Было тихо и безмолвно в воздухе и пахло травою, а порою полевыми цветами, когда проносился свежий, прохладный ночной ветерок и отклонял пламя костра в сторону.
Перед старухой стоял высокий молодой парень, статно сложенный, красавец лицом. Нетрудно было бы при внимательном наблюдении убедиться, что в лицах этого красавца и безобразной старухи было нечто общее, родственное.
Это был, действительно, ее сын, и он говорил матери:
- Больно избил меня боярский служивый человек, матушка. Насилу я мог убраться из сада и добежать до табора.
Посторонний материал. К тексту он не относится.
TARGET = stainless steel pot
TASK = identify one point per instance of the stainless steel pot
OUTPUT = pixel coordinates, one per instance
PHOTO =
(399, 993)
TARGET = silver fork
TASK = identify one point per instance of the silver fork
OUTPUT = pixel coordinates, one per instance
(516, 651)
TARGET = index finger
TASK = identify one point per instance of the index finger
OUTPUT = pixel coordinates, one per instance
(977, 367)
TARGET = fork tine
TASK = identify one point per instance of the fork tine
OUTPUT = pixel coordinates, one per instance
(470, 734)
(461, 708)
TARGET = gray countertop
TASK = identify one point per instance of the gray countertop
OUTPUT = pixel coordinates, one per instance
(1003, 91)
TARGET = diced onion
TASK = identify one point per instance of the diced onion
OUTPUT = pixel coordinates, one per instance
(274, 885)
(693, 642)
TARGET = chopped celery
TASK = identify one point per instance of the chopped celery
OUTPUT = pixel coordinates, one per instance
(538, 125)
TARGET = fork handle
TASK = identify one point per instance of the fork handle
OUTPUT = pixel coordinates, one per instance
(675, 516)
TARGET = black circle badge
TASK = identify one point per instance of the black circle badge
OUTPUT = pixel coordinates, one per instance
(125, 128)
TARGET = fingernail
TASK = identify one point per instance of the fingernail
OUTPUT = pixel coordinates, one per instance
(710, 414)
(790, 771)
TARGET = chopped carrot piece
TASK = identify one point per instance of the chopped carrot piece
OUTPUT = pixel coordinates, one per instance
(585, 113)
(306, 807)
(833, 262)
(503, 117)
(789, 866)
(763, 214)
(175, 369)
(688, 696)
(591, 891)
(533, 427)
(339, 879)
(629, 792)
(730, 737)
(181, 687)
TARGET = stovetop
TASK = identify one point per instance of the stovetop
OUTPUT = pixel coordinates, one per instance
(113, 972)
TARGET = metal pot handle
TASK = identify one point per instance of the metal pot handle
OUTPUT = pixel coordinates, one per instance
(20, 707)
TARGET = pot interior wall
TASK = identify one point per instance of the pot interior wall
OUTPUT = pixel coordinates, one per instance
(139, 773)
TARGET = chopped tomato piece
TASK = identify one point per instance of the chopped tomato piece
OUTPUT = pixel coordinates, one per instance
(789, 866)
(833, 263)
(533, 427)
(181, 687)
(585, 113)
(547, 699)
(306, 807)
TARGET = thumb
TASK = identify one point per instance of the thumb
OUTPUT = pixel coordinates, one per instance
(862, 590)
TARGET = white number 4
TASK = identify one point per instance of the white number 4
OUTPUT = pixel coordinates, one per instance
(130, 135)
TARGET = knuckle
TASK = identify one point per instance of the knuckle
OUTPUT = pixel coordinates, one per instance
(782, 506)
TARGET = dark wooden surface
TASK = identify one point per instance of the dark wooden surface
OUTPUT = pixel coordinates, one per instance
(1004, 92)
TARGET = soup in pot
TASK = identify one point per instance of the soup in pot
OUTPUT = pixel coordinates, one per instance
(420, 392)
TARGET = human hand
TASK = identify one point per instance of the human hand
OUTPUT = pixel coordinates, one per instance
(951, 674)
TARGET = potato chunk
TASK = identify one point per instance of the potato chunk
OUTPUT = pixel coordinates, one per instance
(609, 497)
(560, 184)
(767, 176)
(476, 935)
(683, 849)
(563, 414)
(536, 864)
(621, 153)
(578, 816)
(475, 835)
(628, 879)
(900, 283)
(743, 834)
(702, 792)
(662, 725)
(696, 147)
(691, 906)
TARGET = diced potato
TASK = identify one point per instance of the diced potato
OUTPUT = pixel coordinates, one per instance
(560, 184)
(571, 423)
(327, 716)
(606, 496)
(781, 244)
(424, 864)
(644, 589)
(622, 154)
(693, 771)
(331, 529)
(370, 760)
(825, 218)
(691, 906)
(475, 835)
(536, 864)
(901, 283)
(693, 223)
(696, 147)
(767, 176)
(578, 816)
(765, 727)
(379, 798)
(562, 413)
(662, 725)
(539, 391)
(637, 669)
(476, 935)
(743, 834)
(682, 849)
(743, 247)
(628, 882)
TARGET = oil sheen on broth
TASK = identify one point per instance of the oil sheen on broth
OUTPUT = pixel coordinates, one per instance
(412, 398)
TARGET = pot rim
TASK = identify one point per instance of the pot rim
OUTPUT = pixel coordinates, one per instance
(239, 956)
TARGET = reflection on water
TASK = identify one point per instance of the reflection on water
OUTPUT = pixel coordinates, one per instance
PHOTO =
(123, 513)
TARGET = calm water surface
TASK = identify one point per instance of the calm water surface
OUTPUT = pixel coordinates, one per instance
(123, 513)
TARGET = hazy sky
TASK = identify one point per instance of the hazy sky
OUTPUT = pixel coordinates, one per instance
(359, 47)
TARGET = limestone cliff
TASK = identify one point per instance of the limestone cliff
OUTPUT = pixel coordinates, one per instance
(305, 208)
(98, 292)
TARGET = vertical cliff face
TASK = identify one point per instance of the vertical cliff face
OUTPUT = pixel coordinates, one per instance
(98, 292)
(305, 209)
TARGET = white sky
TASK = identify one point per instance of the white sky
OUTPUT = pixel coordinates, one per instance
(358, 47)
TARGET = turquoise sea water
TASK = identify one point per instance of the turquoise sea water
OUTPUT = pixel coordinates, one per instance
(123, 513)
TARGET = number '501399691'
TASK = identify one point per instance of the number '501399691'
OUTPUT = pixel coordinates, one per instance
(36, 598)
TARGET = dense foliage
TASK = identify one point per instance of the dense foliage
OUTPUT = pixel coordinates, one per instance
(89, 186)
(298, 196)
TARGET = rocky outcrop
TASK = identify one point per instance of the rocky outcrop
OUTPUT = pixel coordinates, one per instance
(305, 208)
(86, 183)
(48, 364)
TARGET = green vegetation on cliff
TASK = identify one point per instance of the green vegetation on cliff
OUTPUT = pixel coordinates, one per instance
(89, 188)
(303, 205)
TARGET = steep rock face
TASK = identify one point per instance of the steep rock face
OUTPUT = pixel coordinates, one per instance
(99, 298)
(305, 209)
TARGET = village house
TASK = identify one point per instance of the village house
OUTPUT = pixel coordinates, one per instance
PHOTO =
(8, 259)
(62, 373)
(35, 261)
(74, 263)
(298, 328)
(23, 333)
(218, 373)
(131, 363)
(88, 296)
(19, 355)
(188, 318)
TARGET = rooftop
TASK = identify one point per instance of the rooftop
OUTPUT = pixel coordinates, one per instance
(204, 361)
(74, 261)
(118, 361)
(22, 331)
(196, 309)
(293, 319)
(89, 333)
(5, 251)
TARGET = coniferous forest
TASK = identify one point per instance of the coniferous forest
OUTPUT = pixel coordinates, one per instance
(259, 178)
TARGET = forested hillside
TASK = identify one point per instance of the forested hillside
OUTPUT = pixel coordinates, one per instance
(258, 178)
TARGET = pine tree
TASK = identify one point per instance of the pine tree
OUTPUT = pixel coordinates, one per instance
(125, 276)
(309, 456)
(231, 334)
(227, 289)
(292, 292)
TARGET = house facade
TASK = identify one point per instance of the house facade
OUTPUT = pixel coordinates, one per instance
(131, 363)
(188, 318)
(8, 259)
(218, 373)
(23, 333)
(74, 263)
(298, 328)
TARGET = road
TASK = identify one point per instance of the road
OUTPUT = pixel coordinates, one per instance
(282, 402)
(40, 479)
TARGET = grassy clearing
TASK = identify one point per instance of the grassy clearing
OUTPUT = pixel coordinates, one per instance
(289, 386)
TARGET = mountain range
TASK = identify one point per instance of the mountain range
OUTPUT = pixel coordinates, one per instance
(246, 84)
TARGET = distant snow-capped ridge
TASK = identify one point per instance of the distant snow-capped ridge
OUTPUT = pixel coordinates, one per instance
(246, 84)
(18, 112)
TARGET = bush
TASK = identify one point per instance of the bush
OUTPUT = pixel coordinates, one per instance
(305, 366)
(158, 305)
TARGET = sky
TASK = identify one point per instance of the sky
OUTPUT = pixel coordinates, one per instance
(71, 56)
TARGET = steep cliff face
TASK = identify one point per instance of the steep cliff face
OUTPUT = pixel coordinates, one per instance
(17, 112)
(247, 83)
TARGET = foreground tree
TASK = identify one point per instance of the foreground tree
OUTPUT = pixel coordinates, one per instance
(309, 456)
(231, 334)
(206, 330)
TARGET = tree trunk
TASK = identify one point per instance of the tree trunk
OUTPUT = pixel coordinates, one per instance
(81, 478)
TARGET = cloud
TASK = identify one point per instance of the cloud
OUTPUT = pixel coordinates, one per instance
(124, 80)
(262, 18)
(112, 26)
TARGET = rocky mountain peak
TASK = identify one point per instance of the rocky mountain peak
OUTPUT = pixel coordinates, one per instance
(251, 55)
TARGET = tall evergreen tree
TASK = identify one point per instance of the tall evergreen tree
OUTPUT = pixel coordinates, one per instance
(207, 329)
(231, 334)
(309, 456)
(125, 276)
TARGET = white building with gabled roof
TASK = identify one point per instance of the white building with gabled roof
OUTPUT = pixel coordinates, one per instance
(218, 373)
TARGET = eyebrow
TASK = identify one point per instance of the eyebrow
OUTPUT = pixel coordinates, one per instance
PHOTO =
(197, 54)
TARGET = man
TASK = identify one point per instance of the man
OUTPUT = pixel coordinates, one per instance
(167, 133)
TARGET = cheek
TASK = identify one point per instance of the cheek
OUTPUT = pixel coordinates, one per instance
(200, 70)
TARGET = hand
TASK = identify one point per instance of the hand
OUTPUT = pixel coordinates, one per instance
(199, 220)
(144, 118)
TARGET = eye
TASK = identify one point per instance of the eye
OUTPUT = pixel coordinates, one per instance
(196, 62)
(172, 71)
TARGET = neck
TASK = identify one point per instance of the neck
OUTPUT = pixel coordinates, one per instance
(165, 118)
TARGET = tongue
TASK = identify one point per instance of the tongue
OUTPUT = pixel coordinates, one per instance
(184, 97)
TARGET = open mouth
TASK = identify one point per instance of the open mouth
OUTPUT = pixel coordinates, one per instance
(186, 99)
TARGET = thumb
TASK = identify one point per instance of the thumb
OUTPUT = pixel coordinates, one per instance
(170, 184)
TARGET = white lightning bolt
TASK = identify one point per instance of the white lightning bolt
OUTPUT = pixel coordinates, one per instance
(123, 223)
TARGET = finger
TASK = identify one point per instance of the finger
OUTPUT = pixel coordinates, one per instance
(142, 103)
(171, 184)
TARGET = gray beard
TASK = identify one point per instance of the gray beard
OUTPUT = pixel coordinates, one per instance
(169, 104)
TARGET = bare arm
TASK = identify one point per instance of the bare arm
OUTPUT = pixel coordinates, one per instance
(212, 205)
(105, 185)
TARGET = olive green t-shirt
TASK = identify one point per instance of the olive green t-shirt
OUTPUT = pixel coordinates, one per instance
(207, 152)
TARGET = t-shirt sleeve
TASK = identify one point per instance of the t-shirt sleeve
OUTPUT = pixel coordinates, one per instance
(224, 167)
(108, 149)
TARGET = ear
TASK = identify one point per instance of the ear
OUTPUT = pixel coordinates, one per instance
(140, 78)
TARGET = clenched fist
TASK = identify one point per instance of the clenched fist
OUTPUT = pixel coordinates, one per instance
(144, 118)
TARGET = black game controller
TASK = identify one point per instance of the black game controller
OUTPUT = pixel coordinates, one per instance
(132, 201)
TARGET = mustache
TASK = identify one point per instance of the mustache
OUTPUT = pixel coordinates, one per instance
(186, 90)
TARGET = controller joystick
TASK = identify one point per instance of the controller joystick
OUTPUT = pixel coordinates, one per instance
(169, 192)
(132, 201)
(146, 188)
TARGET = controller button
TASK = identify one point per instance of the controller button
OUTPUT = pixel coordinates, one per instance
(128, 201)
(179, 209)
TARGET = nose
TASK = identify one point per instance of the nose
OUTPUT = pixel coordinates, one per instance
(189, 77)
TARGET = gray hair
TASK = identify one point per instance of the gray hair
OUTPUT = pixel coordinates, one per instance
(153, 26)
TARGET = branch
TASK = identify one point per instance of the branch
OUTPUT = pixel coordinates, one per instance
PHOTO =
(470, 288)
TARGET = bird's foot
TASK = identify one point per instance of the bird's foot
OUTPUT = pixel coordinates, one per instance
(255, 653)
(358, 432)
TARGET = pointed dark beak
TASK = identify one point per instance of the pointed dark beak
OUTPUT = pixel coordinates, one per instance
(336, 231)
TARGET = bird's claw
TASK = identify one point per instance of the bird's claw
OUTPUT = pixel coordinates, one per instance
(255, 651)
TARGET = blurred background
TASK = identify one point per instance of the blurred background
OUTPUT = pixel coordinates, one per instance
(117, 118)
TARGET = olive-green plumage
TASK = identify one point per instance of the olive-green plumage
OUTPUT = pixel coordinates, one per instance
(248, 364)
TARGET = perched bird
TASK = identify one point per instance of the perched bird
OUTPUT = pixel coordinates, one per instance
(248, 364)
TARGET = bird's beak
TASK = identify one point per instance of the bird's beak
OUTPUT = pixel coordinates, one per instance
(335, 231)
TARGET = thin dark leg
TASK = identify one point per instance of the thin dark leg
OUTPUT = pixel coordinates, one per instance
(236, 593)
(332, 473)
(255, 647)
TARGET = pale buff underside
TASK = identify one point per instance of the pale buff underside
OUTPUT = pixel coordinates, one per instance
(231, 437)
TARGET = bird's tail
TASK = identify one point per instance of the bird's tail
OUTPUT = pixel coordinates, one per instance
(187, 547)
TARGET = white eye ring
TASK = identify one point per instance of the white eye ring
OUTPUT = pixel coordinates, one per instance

Так он избил меня, что и сейчас спина еще ноет и болит.
Цыганка устремила свой взор по направлению к усадьбе, отсюда почти невидимой, и, подняв свой костлявый кулак, погрозила им в пространство.
- Злые люди, - прошамкала она, - а только тебе досталось по заслугам. Зачем ходишь к ним? Что забыл у них? Чего ждешь от них?
- Ах, матушка! Избит я был больно, но зато долго говорил с какой‑то красавицей‑боярыней. А уж красива - и сказать невозможно! Да что, в нашем таборе есть красивые девушки, а уж такой, прямо нужно сказать - ни одной! Глядел я в ее очи темные, матушка, и так мне было сладко, что век бы, кажется, не сошел я с того места и все бы глядел на нее и глядел, и все бы слушал ее голосок, что журчание ручейка.
- Эх, сынок, - заговорила старуха, - не цыганское дело с боярынями знаться! Что синее небо, далеки они от нас, и, как звезде небесной не спуститься к нашему очагу, так не видать тебе в нашем таборе и боярыни. Брось думать о ней да подсыпь крупы в котелок.
Молодой цыган исполнил приказание и сел рядом с матерью, задумчиво мечтая о мимолетном свидании в господском саду.
Он знал, что мать права, но при воспоминании о красавице‑боярыне сердце его сжималось и болело гнетущей тоской.
Он, который так обожал вольную цыганскую жизнь - чего бы он не дал теперь, чтобы вдруг сделаться боярином и иметь возможность говорить с этой красавицей!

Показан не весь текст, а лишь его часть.